By increasing capacity by 40 percent on the MCA side, it meant that Bridgepoint brought revenue growth back into the MCA business, Zügel adds.

By expanding both sides of the businesses, CABB has now become one of the leading suppliers of active ingredients to the global agrochemicals, pharma and personal care industry. “60 percent of the business today is in agrochemicals and CABB’s main customers are the large agrochemicals majors. They have about 75 to 80 percent of the agrochemicals market and we supplying them pretty much all on a global scale.”

3. CONVINCING CUSTOMERS

Creating and maintaining a good relationship with customers was also a key element for CABB’s success.

For instance, the difficulty with the agro-chemical industry is that it is completely seasonal, according to Zügel. “You apply the agrochemicals during one to two week windows during the growing season depending whether it is a herbicide, fungicide or insecticide.
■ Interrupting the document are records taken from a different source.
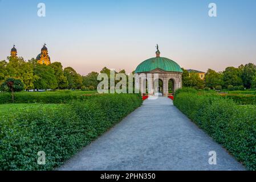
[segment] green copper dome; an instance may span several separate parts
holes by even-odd
[[[137,67],[135,73],[149,72],[157,68],[166,72],[183,72],[180,65],[175,61],[165,57],[156,57],[140,63]]]

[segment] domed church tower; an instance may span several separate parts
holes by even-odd
[[[15,48],[15,45],[13,45],[13,48],[11,49],[11,57],[17,57],[17,49]]]
[[[45,64],[48,65],[51,64],[51,59],[48,55],[48,49],[46,45],[46,44],[43,45],[43,48],[41,49],[41,53],[36,56],[36,60],[39,64]]]

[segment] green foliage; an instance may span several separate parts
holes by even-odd
[[[182,92],[174,104],[250,170],[256,169],[256,107],[214,95]]]
[[[242,79],[243,85],[246,88],[250,88],[254,82],[254,78],[256,76],[256,65],[253,63],[249,63],[243,67]]]
[[[239,90],[239,86],[237,85],[235,85],[234,86],[234,90]]]
[[[183,73],[182,76],[182,86],[185,87],[197,86],[204,87],[204,81],[201,80],[198,74],[196,73],[189,73],[188,71],[182,68]]]
[[[0,118],[0,170],[51,170],[141,104],[139,94],[102,94],[70,104],[27,105]],[[38,165],[37,153],[46,153]]]
[[[240,105],[256,105],[256,95],[246,94],[227,94],[223,96],[224,98],[232,99],[235,103]]]
[[[81,90],[82,90],[82,91],[86,90],[86,87],[85,87],[84,86],[81,86]]]
[[[176,91],[175,91],[175,96],[176,94],[178,94],[181,93],[184,93],[184,92],[193,93],[197,93],[197,90],[194,88],[192,88],[190,87],[184,87],[182,89],[178,89]],[[174,97],[174,98],[175,98],[175,97]]]
[[[82,86],[82,77],[71,67],[64,69],[64,75],[67,77],[69,89],[79,89]]]
[[[94,86],[89,86],[89,90],[94,90],[95,88]]]
[[[238,86],[238,90],[245,90],[245,88],[243,87],[243,85],[240,85]]]
[[[228,85],[241,85],[243,81],[241,78],[242,70],[234,67],[227,67],[223,72],[223,81],[226,88]]]
[[[222,89],[222,87],[221,85],[217,85],[215,88],[216,90],[221,90]]]
[[[15,93],[14,103],[68,103],[73,100],[84,100],[94,97],[96,93],[96,92],[94,91],[71,90],[21,92]],[[10,93],[0,93],[0,104],[11,102],[11,96]]]
[[[229,91],[234,90],[234,86],[233,86],[233,85],[227,86],[227,90],[229,90]]]
[[[67,88],[68,82],[67,77],[64,75],[62,64],[59,62],[54,62],[51,64],[50,66],[54,70],[54,75],[58,83],[57,88],[59,89]]]
[[[205,88],[204,88],[204,90],[205,90],[205,91],[208,91],[208,90],[210,90],[210,88],[209,88],[208,87],[208,86],[206,86],[206,87],[205,87]]]
[[[5,77],[18,78],[24,84],[24,88],[34,88],[34,82],[38,78],[34,73],[33,65],[26,62],[22,57],[9,57],[6,65]]]
[[[89,87],[92,86],[94,88],[97,88],[97,85],[99,83],[97,80],[97,77],[99,73],[95,72],[90,73],[86,76],[83,77],[83,85],[86,87]]]
[[[217,85],[223,85],[222,79],[223,75],[222,73],[208,69],[205,76],[205,85],[211,88],[214,88]]]

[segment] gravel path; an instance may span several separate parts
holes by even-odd
[[[209,152],[217,154],[209,164]],[[221,146],[159,97],[143,105],[58,170],[245,170]]]

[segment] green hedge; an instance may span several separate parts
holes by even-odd
[[[256,169],[256,107],[218,96],[181,92],[174,104],[250,170]]]
[[[95,93],[95,92],[71,90],[16,92],[14,93],[14,103],[67,103],[74,99],[83,100],[94,96]],[[91,94],[92,96],[89,96]],[[12,102],[11,93],[0,93],[0,104]]]
[[[141,102],[139,94],[109,94],[59,104],[54,109],[28,104],[15,117],[6,112],[0,117],[0,170],[51,170]],[[46,153],[45,165],[37,164],[39,151]]]
[[[223,97],[232,99],[235,103],[240,105],[256,105],[256,95],[227,94]]]

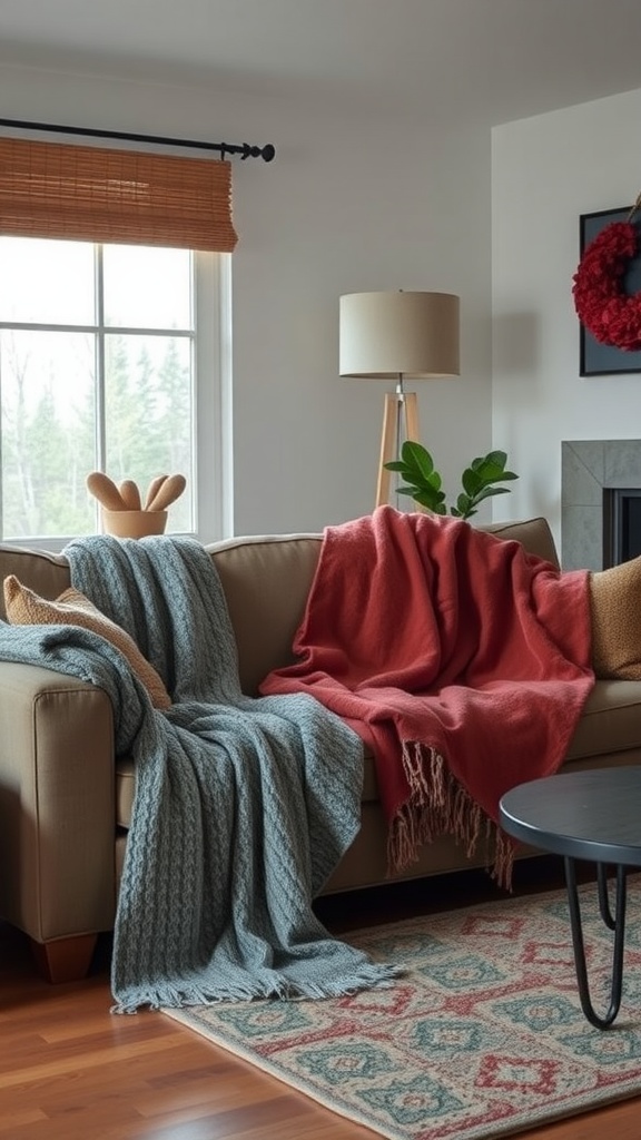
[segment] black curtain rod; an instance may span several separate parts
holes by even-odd
[[[169,139],[160,135],[135,135],[131,131],[100,131],[84,127],[60,127],[54,123],[27,123],[21,119],[0,119],[0,127],[17,127],[23,131],[54,131],[56,135],[83,135],[95,139],[127,139],[130,142],[154,142],[156,146],[186,146],[201,150],[219,150],[225,158],[228,154],[240,154],[241,158],[262,158],[271,162],[276,147],[271,142],[266,146],[250,146],[249,142],[201,142],[195,139]]]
If you miss them, you miss the entire season.”

Customers always worry that if something goes wrong at their suppliers’ end, they won’t get the intermediates or actives that they need, he adds. “Because we doubled the capacity with the acquisition of KemFine, [it] meant that we could shift volume and production to another area – thereby increasing overall capacity, security of supply, improving customer relationships [and so on].”

4. SECURING A DISCREET EXIT

Given these close relationships, exiting the business was a potentially tricky issue. “Running large sell-auctions is not helpful to the business,” Zügel admits. Luckily, Bridgepoint was approached by Permira and the two firms managed to keep the negotiations under the radar. “The only call that happened to the customers was to say: ‘The ownership has changed, but it is business as usual’,” says Zügel.

One of the best things of investing in chemicals is the fact that it offers so many different opportunities, according to Zügel. After all, MCA is used in the food, pharma, industrial, and healthcare industries. “It’s a bit like a tree. You go down one branch and it starts shooting out on each side; it’s becoming larger and larger. You have so many downstream opportunities to expand that you rarely find dead-ends. [Product] businesses will have a limited amount of use – and once you have a big market share, it becomes difficult to go beyond that.”

It is also a good example of how multiple periods of private equity ownership can be beneficial for companies, Zügel argues. “CABB today looks completely different from three four years ago, and I am pretty sure that in three or four years’ time it will look completely different again. It was a great example of the ugly duckling corporate spin-off developing into something quite substantial and sustainable.”